Ribs and Ritual in Kansas City
For a native of Kansas City, only one kind of barbecue will satisfy
Does this happen to you, too? The memory of fabled dishes from all the places I've lived ends up tasting better than the food itself. The one mouthwatering exception is Kansas City barbecue. Specifically, the meat the Fiorella family has been smoking since 1957, when the late Russ Fiorella sold his house and moved his wife and seven children into an apartment above a dive he called the Smokestack, "out south" at 71st and Prospect. My father owned an auto-parts store nearby and often took credit for discovering the Fiorellas and their amazing way with the hickory pit. To this day, theirs is the only Kansas City barbecue our family eats.
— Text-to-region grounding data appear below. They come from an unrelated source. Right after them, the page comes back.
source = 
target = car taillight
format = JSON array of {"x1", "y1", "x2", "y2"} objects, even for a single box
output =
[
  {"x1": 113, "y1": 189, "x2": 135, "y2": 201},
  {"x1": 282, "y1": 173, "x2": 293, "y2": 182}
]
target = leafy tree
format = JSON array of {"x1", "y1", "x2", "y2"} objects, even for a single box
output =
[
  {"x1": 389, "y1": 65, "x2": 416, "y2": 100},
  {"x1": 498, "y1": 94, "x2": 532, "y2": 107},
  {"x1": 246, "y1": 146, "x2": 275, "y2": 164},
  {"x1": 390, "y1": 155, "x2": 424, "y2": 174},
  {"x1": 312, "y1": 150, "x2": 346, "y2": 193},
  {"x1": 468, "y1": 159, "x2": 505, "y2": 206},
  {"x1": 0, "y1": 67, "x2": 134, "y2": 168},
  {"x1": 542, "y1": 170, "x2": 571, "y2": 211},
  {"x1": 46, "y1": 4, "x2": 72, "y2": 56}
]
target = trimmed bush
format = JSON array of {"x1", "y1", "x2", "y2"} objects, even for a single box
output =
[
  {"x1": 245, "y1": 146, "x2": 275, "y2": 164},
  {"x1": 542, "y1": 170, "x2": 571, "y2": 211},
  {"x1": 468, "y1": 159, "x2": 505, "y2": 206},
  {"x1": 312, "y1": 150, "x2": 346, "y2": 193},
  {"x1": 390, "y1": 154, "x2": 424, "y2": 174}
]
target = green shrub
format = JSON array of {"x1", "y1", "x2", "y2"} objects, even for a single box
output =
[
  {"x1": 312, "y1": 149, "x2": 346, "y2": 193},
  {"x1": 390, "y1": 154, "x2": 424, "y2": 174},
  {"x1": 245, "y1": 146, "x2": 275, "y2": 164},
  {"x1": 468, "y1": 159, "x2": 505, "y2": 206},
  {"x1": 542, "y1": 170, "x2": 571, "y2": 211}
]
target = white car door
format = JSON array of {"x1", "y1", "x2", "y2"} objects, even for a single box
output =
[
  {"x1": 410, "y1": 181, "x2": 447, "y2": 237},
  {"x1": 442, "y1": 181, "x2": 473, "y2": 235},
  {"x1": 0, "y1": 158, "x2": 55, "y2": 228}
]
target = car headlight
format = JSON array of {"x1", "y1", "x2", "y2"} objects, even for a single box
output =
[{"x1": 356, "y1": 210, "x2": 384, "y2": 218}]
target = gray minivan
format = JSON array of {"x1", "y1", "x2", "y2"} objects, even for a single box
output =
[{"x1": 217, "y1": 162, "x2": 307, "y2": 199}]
Dad did takeout for his staff, but as a family, we ate at the restaurant—on Prospect in the early days, and later, when we moved farther out south, at the Martin City location. Various Fiorella children and grandchildren have taken over different Smokestack locations over the years, but today, just one place named Smokestack remains, owned by Ben Eisman, Russ Fiorella's grandson; Ben's uncle, Russ's son Jack, founded what is now a mini Kansas City empire known as Fiorella's Jack Stack. To us, though they are separate companies now, they are all the Stack. No matter which place you go to, the wait is an hour. No reservations. Nobody fawns; the owners never come out to greet you. But that would never be our expectation, and it's not the reason we keep coming back.
Time and again, we conveniently forget we'll be too full for the next course if we start by sharing heaping plates of breaded mushrooms and onion rings, all so exquisitely deep-fried that they leave no grease on your fingertips. Then out come the slabs. We get the aromatic beef ribs—never fatty, the kind that slip off the bone at the slightest touch. I like the thinly sliced, hickory-infused brisket, as well as the brisket's "burnt ends," a local specialty that looks but never tastes burned. We order coleslaw, too, and those unrivaled baked beans, with their irresistible smoky scent.
Let's talk about the sauce. Tomato-based, molasses-sweet sauce is, after all, a defining feature of Kansas City barbecue. We never add it in the restaurant, because the pitmaster applies just the right amount. But we stock up on bottles by the caseload, both the regular and the spicy versions. I simply must have it on cold sliced chicken or turkey, and I alternate indiscriminately between the two flavors.
After living abroad for years, a huge advantage of my move to New York, in 1984, was no ocean to cross to get to Kansas City. Immediately, my husband and I devised a system of barbecue special delivery: Mother or Dad with a box of frozen meat on dry ice, chilling the bearer's lap for a two-and-a-half-hour airplane ride. That Grand Schlep happened at least once or twice a year until 2000, when Jack Stack blessedly instituted overnight shipment.
An early hardship was no succulent hickory-roasted lamb ribs—a new addition to the menu in the '80s. But now they come too, along with medieval-scale crown prime beef short ribs, and even melt-in-your-mouth ribs of Kobe beef. These innovations we quickly embraced.
Loyalty and memory may play into our Stack devotion, but they do not account for the longing between visits. We may love the Fiorellas, but wanting—needing—their barbecue is always and only about the meat.